Hi,
On 2024/5/24 22:26, Jonathan Liu wrote:
Hi Jianan,
On Sat, 26 Feb 2022 at 18:05, Huang Jianan jnhuang95@gmail.com wrote:
Update the LZ4 compression module based on LZ4 v1.8.3 in order to use the newest LZ4_decompress_safe_partial() which can now decode exactly the nb of bytes requested.
Signed-off-by: Huang Jianan jnhuang95@gmail.com
I noticed after this commit LZ4 decompression is slower. ulz4fn function call takes 1.209670 seconds with this commit.
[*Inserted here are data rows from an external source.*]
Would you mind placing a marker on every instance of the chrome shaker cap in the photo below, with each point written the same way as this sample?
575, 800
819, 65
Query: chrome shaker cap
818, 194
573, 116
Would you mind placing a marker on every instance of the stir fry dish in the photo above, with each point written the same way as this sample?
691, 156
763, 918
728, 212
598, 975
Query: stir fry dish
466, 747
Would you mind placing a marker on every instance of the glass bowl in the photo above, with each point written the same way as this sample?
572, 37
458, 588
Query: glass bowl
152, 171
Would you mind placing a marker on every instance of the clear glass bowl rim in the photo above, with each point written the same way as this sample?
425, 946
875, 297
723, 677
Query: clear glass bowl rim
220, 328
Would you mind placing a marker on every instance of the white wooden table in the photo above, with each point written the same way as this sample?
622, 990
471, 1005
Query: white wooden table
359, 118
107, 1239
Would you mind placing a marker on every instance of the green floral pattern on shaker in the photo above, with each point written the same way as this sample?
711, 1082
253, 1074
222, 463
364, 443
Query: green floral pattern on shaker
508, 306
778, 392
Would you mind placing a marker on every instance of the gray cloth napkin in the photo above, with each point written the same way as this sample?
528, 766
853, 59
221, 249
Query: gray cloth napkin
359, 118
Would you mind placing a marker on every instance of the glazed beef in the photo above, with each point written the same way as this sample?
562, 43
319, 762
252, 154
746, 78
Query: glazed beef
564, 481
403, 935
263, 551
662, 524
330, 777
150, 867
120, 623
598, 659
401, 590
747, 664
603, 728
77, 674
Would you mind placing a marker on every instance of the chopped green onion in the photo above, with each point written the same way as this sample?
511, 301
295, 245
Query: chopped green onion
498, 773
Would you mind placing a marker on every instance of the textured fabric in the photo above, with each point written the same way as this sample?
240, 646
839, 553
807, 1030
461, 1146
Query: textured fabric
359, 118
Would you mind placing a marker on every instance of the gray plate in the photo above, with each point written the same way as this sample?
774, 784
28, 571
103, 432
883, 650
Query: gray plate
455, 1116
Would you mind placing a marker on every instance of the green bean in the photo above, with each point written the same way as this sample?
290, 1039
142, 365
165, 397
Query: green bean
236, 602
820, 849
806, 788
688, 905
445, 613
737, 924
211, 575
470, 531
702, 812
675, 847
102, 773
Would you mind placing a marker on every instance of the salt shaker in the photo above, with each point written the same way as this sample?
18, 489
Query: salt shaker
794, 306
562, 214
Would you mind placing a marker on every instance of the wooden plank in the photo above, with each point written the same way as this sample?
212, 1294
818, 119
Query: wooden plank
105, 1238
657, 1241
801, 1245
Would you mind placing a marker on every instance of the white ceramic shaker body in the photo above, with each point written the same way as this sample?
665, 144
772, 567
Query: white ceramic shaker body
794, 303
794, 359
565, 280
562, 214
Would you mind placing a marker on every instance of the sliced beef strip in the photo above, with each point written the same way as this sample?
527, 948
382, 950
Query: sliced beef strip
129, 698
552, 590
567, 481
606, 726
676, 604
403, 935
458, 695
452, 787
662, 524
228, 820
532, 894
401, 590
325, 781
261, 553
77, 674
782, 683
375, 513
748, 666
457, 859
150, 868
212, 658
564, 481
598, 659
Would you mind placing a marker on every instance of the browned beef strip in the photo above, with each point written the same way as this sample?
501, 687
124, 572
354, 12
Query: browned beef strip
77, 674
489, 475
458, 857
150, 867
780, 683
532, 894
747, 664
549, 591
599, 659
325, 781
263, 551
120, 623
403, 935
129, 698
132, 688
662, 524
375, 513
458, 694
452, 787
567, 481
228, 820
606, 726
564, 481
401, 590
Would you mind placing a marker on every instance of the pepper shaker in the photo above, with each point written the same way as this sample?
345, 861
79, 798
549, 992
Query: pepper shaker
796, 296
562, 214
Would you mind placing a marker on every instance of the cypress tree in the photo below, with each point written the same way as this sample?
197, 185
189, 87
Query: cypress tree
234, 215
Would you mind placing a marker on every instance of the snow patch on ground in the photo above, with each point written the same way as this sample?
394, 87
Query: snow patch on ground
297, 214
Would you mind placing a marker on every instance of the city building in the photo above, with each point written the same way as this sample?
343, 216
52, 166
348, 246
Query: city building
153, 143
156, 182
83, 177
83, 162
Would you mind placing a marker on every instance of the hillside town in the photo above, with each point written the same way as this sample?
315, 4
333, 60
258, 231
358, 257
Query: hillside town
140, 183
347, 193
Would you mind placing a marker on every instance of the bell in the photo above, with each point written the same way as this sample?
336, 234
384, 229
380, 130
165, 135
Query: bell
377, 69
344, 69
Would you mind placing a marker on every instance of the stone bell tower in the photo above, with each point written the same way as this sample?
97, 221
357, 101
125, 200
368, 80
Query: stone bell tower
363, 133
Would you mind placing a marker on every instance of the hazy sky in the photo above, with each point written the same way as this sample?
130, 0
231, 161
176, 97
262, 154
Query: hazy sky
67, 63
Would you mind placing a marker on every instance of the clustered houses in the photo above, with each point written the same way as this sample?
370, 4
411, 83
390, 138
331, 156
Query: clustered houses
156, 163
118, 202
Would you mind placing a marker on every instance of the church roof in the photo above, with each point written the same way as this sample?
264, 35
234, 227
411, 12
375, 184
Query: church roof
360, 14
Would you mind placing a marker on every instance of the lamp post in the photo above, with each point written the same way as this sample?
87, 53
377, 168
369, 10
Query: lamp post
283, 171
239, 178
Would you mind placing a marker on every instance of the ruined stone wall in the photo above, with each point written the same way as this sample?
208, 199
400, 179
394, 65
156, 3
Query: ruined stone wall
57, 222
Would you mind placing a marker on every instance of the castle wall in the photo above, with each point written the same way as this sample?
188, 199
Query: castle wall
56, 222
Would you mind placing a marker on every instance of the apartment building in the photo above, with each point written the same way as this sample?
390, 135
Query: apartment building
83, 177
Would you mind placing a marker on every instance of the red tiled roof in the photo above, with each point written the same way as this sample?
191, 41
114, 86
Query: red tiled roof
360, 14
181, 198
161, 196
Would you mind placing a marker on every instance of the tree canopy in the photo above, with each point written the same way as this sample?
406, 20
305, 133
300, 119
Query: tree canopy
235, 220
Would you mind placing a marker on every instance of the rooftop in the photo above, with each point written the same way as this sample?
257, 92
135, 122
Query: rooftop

After reverting this commit, the ulz4fn function call takes 0.587032 seconds.
I am decompressing a LZ4 compressed kernel (compressed with lz4 v1.9.4 using -9 option for maximum compression) on RK3399.
Any ideas why it is slower with this commit and how the performance regression can be fixed?
Just the quick glance, I think the issue may be due to memcpy/memmove since it seems the main difference between these two codebases (I'm not sure which LZ4 version the old codebase was based on) and the new version mainly relies on memcpy/memmove instead of its own versions.
Would you mind to check the assembly how memcpy/memset is generated on your platform?
Thanks, Gao Xiang
Thanks.
Regards, Jonathan